The year started out with two medical groups contradicting last year’s recommendations on mammography, saying that women should start routine screening at age 40.

While on the male side, prostate cancer screening guidelines also got muddled with conflicting opinions, as to whether PSA tests should be used routinely in older men.

Also to start off the year, the world battled a global pandemic. “The H1N1 virus  is still circulating and it is causing disease,  hospitalizations and deaths,” said Dr. Anne Schuchat, CDC Chief Immunization Director back in January.

A new vaccine became widely available that same month, and by spring, H1N1 cases started to fade. That’s when another health crisis started making headlines.

More than 1,800 people got sick after eating eggs contaminated with salmonella. The outbreak led to a massive recall of more than a half a billion eggs.

Concussions on the playing field made news all year as well, with new findings showing the number of kids with sports-related concussions doubled since 1997.

The NFL changed its rules after seeing a series of players suffer concussions.

The League now requires players with head injuries to undergo more rigorous  medical testing before they are allowed back on the field.

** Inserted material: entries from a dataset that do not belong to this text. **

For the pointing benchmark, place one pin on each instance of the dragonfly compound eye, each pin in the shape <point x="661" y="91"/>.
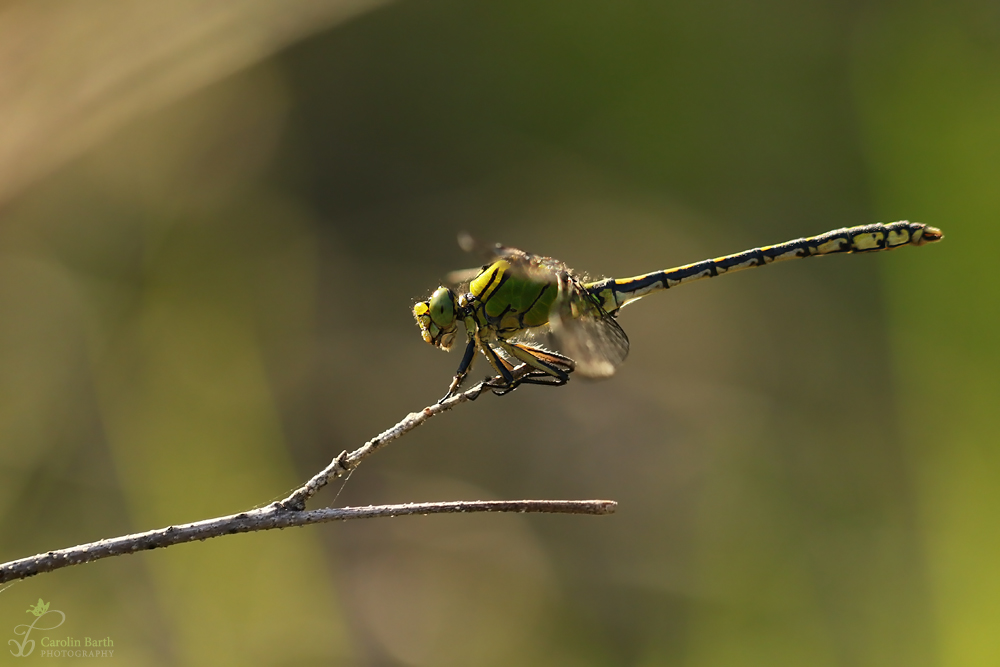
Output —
<point x="436" y="318"/>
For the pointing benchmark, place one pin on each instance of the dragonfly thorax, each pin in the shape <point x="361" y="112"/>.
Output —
<point x="437" y="318"/>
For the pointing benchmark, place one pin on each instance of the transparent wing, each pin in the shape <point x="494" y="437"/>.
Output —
<point x="585" y="333"/>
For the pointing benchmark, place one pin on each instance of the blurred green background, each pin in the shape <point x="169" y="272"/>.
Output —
<point x="214" y="220"/>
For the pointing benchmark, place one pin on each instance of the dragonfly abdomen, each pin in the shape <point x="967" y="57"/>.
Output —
<point x="615" y="293"/>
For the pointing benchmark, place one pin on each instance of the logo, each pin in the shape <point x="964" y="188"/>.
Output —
<point x="69" y="647"/>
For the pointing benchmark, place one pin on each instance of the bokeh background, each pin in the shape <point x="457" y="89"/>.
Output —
<point x="214" y="218"/>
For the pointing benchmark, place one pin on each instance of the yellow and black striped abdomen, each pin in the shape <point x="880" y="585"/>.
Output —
<point x="866" y="238"/>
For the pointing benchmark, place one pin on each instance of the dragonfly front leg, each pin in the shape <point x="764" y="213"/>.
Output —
<point x="549" y="368"/>
<point x="463" y="368"/>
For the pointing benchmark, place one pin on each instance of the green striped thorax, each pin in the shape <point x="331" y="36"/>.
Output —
<point x="437" y="318"/>
<point x="499" y="298"/>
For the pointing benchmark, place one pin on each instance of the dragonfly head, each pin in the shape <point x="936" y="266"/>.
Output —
<point x="437" y="319"/>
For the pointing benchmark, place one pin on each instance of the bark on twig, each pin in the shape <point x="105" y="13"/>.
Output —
<point x="291" y="511"/>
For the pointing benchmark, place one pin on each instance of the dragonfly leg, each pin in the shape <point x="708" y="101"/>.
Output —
<point x="550" y="368"/>
<point x="463" y="368"/>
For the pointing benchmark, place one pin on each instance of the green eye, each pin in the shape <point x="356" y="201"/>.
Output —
<point x="442" y="304"/>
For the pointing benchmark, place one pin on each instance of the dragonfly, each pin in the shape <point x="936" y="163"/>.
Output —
<point x="513" y="302"/>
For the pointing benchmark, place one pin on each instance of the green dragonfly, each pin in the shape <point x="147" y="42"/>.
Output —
<point x="517" y="296"/>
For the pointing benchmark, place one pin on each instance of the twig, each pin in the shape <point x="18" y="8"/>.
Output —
<point x="271" y="517"/>
<point x="291" y="511"/>
<point x="348" y="461"/>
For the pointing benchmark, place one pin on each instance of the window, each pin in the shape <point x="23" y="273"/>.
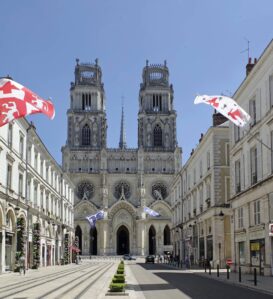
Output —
<point x="252" y="111"/>
<point x="29" y="154"/>
<point x="42" y="200"/>
<point x="253" y="165"/>
<point x="157" y="102"/>
<point x="36" y="161"/>
<point x="271" y="90"/>
<point x="236" y="133"/>
<point x="42" y="168"/>
<point x="10" y="135"/>
<point x="257" y="215"/>
<point x="227" y="154"/>
<point x="157" y="136"/>
<point x="47" y="173"/>
<point x="208" y="160"/>
<point x="271" y="134"/>
<point x="86" y="135"/>
<point x="28" y="191"/>
<point x="21" y="146"/>
<point x="35" y="195"/>
<point x="237" y="176"/>
<point x="241" y="253"/>
<point x="240" y="217"/>
<point x="86" y="102"/>
<point x="9" y="176"/>
<point x="20" y="185"/>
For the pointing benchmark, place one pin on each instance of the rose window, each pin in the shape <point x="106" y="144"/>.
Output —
<point x="85" y="190"/>
<point x="122" y="189"/>
<point x="159" y="191"/>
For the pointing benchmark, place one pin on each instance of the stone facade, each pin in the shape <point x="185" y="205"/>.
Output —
<point x="252" y="169"/>
<point x="122" y="181"/>
<point x="200" y="194"/>
<point x="35" y="215"/>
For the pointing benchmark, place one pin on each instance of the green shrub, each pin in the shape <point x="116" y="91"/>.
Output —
<point x="120" y="271"/>
<point x="117" y="287"/>
<point x="120" y="279"/>
<point x="119" y="276"/>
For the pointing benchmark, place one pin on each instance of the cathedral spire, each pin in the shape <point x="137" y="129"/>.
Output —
<point x="122" y="139"/>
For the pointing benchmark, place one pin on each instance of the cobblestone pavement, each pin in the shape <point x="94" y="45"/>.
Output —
<point x="90" y="279"/>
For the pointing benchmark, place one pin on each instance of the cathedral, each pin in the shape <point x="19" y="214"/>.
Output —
<point x="121" y="181"/>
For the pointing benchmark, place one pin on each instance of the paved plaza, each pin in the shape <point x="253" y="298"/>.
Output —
<point x="91" y="279"/>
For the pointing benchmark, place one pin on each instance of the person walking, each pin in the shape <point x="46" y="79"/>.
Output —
<point x="22" y="265"/>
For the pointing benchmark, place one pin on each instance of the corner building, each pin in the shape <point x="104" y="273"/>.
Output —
<point x="122" y="180"/>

And a new study found professional atheletes who suffer multiple concussions are at risk of developing symptoms that mirror ALS, also known Lou Gehrig’s  disease.

Guidelines changed for CPR in 2010. The American Heart Assciation announced the lifesaving technique is best without mouth to mouth in most cases.

And a tiny bug caused nightmares across the country. “One bed bug can grow to 30,000 in six months’ time so you definitely want to  catch it early,” said Adam Greenberg of USBedbugs.com back in September.

Bed bugs invaded, biting people not only in the bedroom. The tiny insects shut down major retailers and offices and bed bug summits  were held across the nation offering new ways to kill the blood suckers.

Experts predict the little criters will stick around in 2011.

Perhaps the medical stories of 2010 with the farthest-reaching impact were actually political and policy issues. Sweeping health care reform was signed into law.

Congress passed the 9/11 health bill for first responders and residents near Ground Zero, while New Jersey and Arizona brought to 15 the number of states that have legalized medical marijuana.